Sábado, 28 de Setembro de 2002

Fernando Calhau morreu a 12 de Junho deste ano. O último ano da sua vida foi, porventura, dos mais intensos do seu percurso artístico, com a produção de um imenso número de novas obras e a realização de várias exposições fundamentais. Foi o caso da antológica organizada pela Gulbenkian com comissariado de Delfim Sardo - a maior e mais esclarecedora alguma vez dedicada ao seu trabalho (ainda que deixasse de fora todo o desenho, um corpo de trabalho ainda por ver de forma sistemática). Mas houve também "Um Passo no Escuro", a exposição que Calhau se empenhou em concretizar com Rui Chafes, com quem partilhava o fascinio pelo romantismo alemão. Foi depois dessa exposição que surgiu ainda a ideia de uma parceria com Julião Sarmento. Amigos íntimos e inseparáveis desde os tempos da Escola Superior de Belas Artes, passando pelo trabalho comum na Secretaria de Estado da Cultura, juntos constataram a falta de um momento de exposição a dois, de um para um. Decidiram apanhar essa ponta solta. O espaço a recebê-los seria a Galeria Mário Sequeira, em Braga. Julião Sarmento com obras da sua mais recente série, "Domestic Isolation", Calhau com 14 novos trabalhos, pintura, e duas peças em ferro e néon - um desses neóns com as palavras "Dead Stop". Estes últimos acabaram por ficar apenas em croqui. Estão lá os trabalhos de Julião Sarmento. As paredes e espaços que deveriam receber os de Fernando Calhau têm inscrito, a preto, claro, o seu nome. A coincidir com a inauguração desta exposição, hoje, situamos alguns momentos fundamentais da obra e da reflexão de Fernando Calhau.
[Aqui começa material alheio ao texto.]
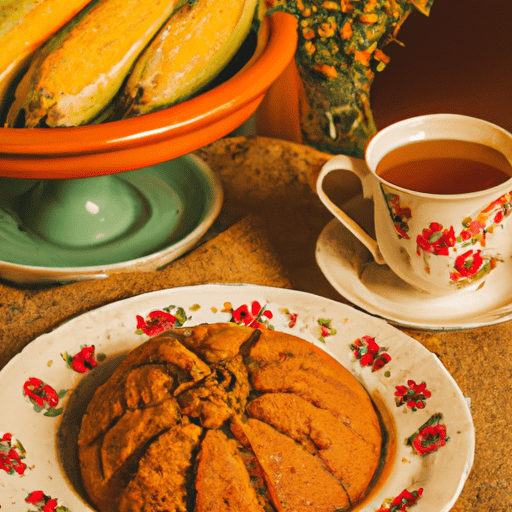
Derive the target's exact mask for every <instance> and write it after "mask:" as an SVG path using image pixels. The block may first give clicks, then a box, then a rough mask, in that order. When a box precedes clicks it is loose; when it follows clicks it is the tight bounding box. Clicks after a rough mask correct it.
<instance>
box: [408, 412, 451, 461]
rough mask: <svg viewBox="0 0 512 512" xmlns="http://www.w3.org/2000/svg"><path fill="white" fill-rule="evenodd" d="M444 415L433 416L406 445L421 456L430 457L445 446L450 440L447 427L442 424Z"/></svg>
mask: <svg viewBox="0 0 512 512" xmlns="http://www.w3.org/2000/svg"><path fill="white" fill-rule="evenodd" d="M442 419H443V415H442V414H440V413H437V414H434V415H432V416H431V417H430V418H429V419H428V420H427V421H426V422H425V423H424V424H423V425H422V426H421V427H420V428H419V429H418V430H417V431H416V432H415V433H414V434H413V435H412V436H410V437H409V438H407V440H406V444H408V445H410V446H412V447H413V448H414V450H415V451H416V453H418V454H419V455H422V456H424V455H428V454H429V453H432V452H435V451H436V450H438V449H439V448H441V447H442V446H444V445H445V444H446V443H447V442H448V441H449V440H450V438H449V437H448V436H447V435H446V425H443V424H442V423H441V421H442Z"/></svg>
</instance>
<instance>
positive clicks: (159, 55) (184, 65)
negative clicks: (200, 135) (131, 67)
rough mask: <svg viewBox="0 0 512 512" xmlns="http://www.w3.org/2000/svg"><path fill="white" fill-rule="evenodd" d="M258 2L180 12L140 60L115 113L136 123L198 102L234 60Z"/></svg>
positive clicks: (205, 7)
mask: <svg viewBox="0 0 512 512" xmlns="http://www.w3.org/2000/svg"><path fill="white" fill-rule="evenodd" d="M257 4H258V2H257V0H223V2H222V4H219V3H218V1H217V0H197V1H196V2H195V3H194V4H193V5H185V6H184V7H182V8H181V9H180V10H179V11H178V12H176V13H175V14H174V15H173V16H172V17H171V19H170V20H169V21H168V23H167V24H166V25H165V26H164V27H162V29H161V30H160V32H159V33H158V35H157V36H156V37H155V39H154V40H153V41H152V43H151V44H150V45H149V46H148V48H147V49H146V50H145V51H144V52H143V53H142V55H141V56H140V57H139V59H138V60H137V63H136V64H135V66H134V68H133V71H132V72H131V73H130V76H129V77H128V80H127V82H126V86H125V87H124V89H123V93H122V95H121V96H120V98H119V101H118V102H116V105H118V106H116V107H114V109H113V110H114V111H115V110H118V111H123V117H132V116H137V115H141V114H146V113H149V112H153V111H155V110H159V109H162V108H165V107H168V106H170V105H173V104H175V103H177V102H179V101H183V100H184V99H186V98H188V97H190V96H192V95H193V94H195V93H197V92H198V91H199V90H201V89H202V88H203V87H204V86H206V85H207V84H208V83H209V82H211V81H212V80H213V78H215V76H217V74H218V73H219V72H220V71H221V70H222V69H223V68H224V67H225V66H226V64H228V62H229V61H230V60H231V59H232V58H233V56H234V55H235V53H236V51H237V50H238V48H239V47H240V46H241V44H242V43H243V41H244V40H245V38H246V37H247V35H248V33H249V31H250V28H251V23H252V20H253V17H254V14H255V10H256V7H257Z"/></svg>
As três páginas seguintes acolhem textos e imagens de Rui Chafes, Delfim Sardo, Clara Ferreira Alves, Ana Nobre Gusmão, Manuel Maria Carrilho, Helena Vasconcelos, Jorge Molder, Michael Biberstein e Julião Sarmento - que também concebeu a capa deste Mil Folhas. A homenagem de quem, de uma forma ou de outra, fez (faz) parte do percurso de Fernando Calhau.

Era Outono, como agora. Há quase um ano certo. Fernando Calhau, um corpo estreito, seco, encolhido, contrariava o afundamento insistente numa esponjosa poltrona de pele preta com uma urgência frenética. Um cigarro permanentemente na mão direita. Uma coluna de fumo fina a ameaçar persistentemente transformar-se em nuvem. Entre pequenas baforadas sincopadas, um sorrizinho semi-irónico - ele podia ser terrivelmente irónico, dizem - para lançar: "Todos os pintores contam a mesma história durante toda a vida."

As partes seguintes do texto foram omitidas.